Charles Wesley Piercy (1833–1861), was a California Democratic politician, Assemblyman, and Douglas Democrat who was killed in a duel with a Southern Democrat Assemblyman Daniel Showalter in the last political duel in California.

Biography

Charles Wesley Piercy was born in Decatur County, Iowa, on June 11, 1833 to Nathan Piercy and Elizabeth Scott Piercy. He came across the continent to California in 1852, in a small party that included Daniel Showalter of Pennsylvania; however, upon arrival in California they went their separate ways.[1] Piercy settled in El Monte and in 1858, joined with others there in purchasing and reselling the lands of Mormons returning to Utah at the time of the Utah War. Allied to those interests, he was elected Sheriff of San Bernardino County in 1859. Piercy resigned in October 1860 to run for a seat in the State Assembly.

In the bitterly contested campaign of 1860, Charles W. Piercy was nominated for member of the 1st District of the California General Assembly by one party, and W. A. Conn, the incumbent, by the other. Piercy was elected, but there were claims of fraud. The accusation was that polls at Temescal, maintained by a local resident named James Greenwade, remained open for three weeks and continuously furnished votes for Piercy. The case was taken to court, where the two opposing lawyers, H. M. Willis and Bethel Coopwood, had a fight in which Coopwood sustained a slight wound, but won the case. Piercy won his seat as a member of the 1861-62 California State Assembly, representing California's 1st State Assembly District.[2][3]

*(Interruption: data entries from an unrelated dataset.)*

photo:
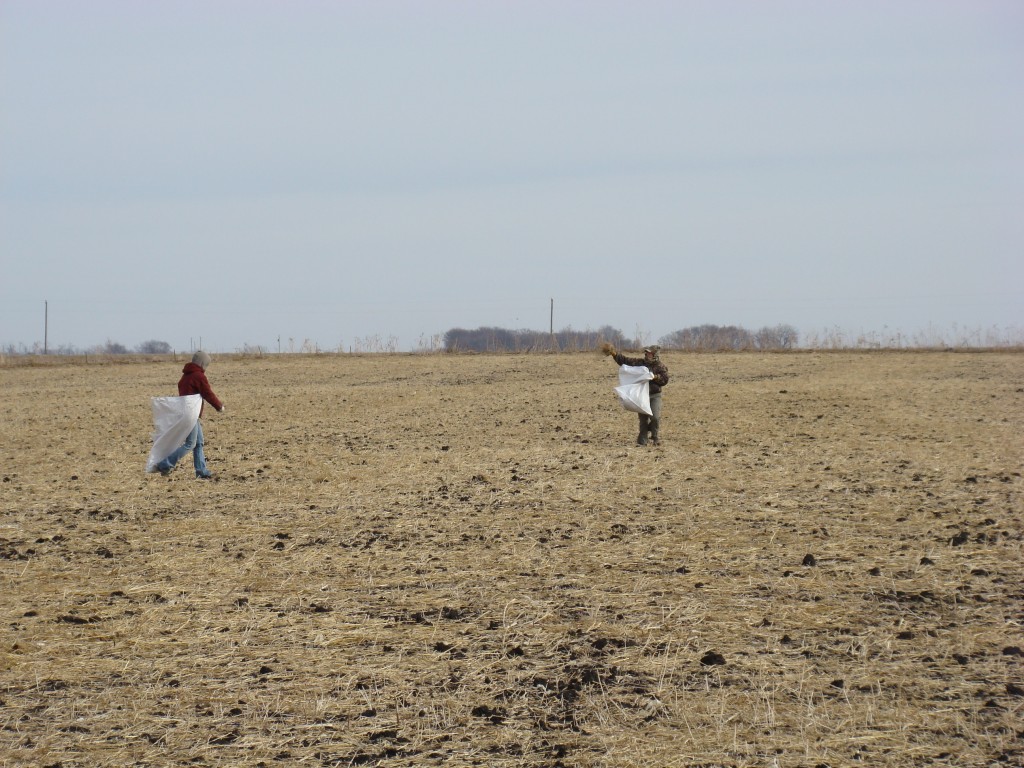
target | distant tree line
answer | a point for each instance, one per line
(724, 338)
(111, 347)
(697, 338)
(507, 340)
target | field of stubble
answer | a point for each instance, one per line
(411, 560)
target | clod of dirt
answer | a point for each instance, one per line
(712, 658)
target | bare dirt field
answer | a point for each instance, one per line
(416, 560)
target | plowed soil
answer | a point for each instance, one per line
(414, 560)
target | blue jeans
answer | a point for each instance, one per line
(193, 442)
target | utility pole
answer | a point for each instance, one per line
(551, 324)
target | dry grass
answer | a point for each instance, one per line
(464, 560)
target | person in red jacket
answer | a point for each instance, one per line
(194, 381)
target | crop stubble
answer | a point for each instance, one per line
(465, 560)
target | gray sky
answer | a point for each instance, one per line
(247, 171)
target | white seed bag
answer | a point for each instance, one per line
(634, 388)
(173, 419)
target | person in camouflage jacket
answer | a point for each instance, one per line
(652, 361)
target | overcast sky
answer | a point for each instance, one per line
(244, 172)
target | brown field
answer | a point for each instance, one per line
(414, 560)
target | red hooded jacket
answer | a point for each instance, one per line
(194, 381)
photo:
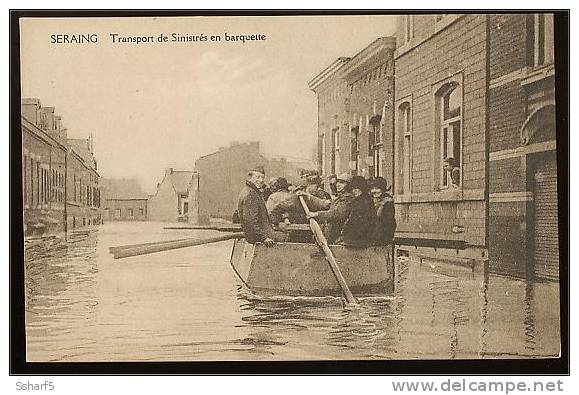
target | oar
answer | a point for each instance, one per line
(323, 243)
(118, 248)
(149, 248)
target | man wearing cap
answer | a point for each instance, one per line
(313, 187)
(284, 207)
(384, 205)
(350, 218)
(252, 212)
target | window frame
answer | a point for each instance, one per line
(543, 44)
(408, 25)
(403, 179)
(439, 91)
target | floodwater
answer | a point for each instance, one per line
(186, 305)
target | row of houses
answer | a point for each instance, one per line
(196, 196)
(457, 111)
(60, 181)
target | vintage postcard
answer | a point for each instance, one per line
(290, 187)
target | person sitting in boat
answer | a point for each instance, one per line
(284, 208)
(384, 206)
(350, 218)
(252, 212)
(314, 187)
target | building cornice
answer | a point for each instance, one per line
(327, 73)
(41, 133)
(368, 54)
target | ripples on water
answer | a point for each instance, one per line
(81, 305)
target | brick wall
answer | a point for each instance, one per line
(507, 175)
(508, 43)
(509, 214)
(222, 175)
(507, 112)
(372, 90)
(457, 50)
(139, 207)
(163, 206)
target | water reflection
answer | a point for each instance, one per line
(186, 305)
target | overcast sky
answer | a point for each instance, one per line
(152, 106)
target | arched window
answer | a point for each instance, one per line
(404, 148)
(448, 142)
(335, 163)
(375, 145)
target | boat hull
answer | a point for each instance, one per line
(302, 269)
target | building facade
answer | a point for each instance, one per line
(440, 136)
(523, 207)
(59, 180)
(123, 200)
(475, 140)
(355, 99)
(82, 185)
(171, 201)
(222, 174)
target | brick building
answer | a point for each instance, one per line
(523, 215)
(82, 185)
(123, 200)
(44, 155)
(478, 89)
(173, 199)
(59, 175)
(355, 98)
(440, 113)
(222, 174)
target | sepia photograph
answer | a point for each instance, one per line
(314, 187)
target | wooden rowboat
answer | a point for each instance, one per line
(302, 269)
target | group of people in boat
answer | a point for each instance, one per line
(356, 212)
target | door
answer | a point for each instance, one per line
(546, 218)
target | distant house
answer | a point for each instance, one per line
(123, 200)
(222, 174)
(173, 199)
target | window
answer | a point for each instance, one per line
(543, 40)
(31, 181)
(355, 148)
(408, 28)
(324, 153)
(448, 141)
(25, 181)
(335, 160)
(375, 145)
(404, 148)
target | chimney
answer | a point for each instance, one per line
(29, 109)
(47, 119)
(58, 125)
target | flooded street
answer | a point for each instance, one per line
(186, 305)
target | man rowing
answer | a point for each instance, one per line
(252, 212)
(350, 218)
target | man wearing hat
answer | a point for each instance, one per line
(252, 212)
(313, 187)
(350, 218)
(283, 206)
(385, 215)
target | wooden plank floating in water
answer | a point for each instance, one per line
(302, 269)
(150, 248)
(232, 227)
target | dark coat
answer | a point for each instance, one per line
(253, 215)
(349, 221)
(385, 221)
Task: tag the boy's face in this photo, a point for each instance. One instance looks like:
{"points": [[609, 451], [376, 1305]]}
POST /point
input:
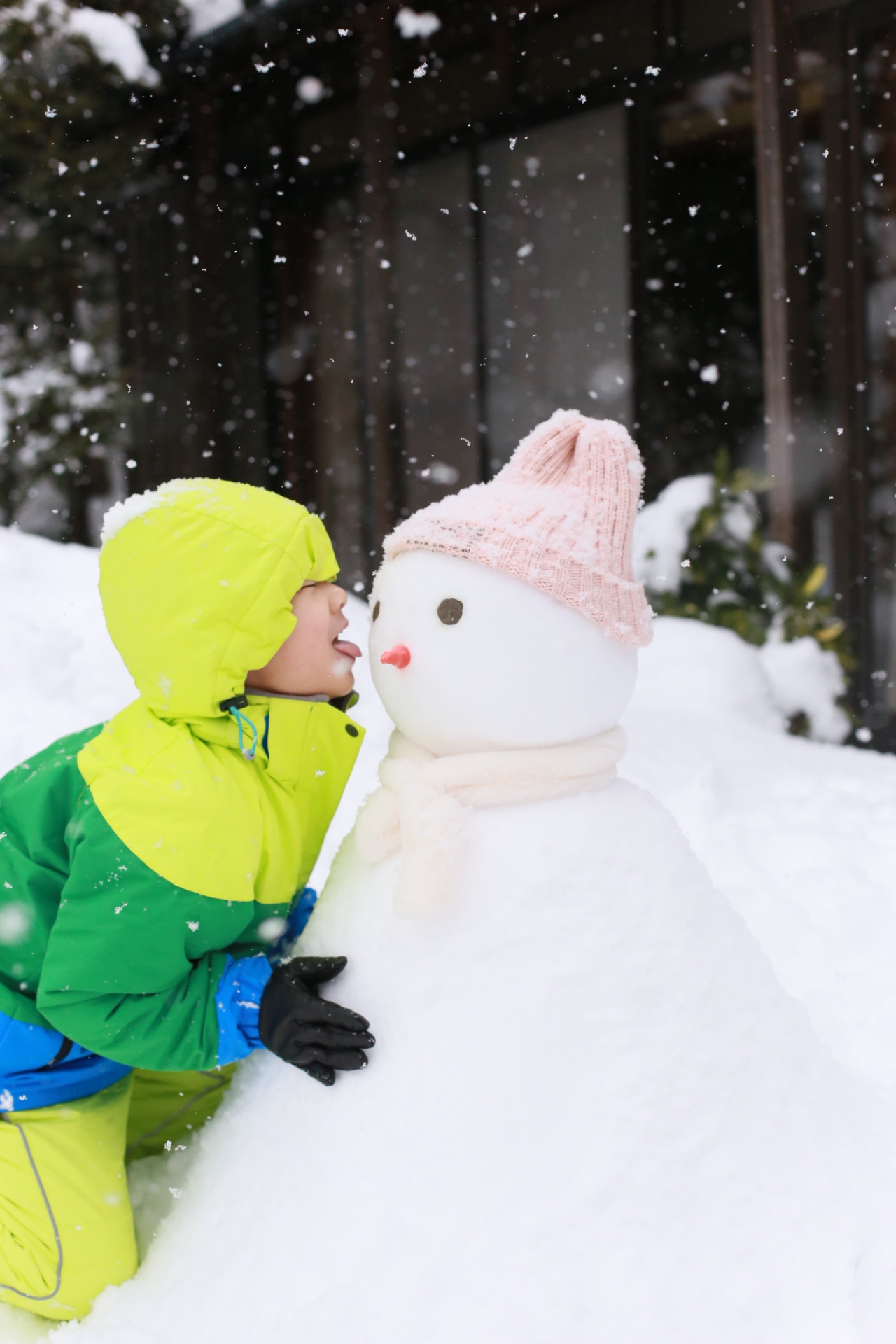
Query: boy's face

Piercy and Daniel Showalter, an Assemblyman who represented the Breckinridge Democrats, disagreed over the U.S. Senate election to a point that provoked a duel. On May 25, 1861 their duel with rifles, was held in Fairfax, California at the home of Democratic politician Charles S. Fairfax. After attempts to prevent the duel were made by friends, the first shots were exchanged and both parties missed, Showalter asked for a second firing, and managed to shoot Piercy, who was killed. It was the last duel between political figures in California.[4]

Charles W. Piercy was buried in Lone Mountain Cemetery, in San Francisco.[5] When San Francisco passed an ordinance in 1912 evicting all existing cemeteries from city limits the remains of Piercy were sent to Colma.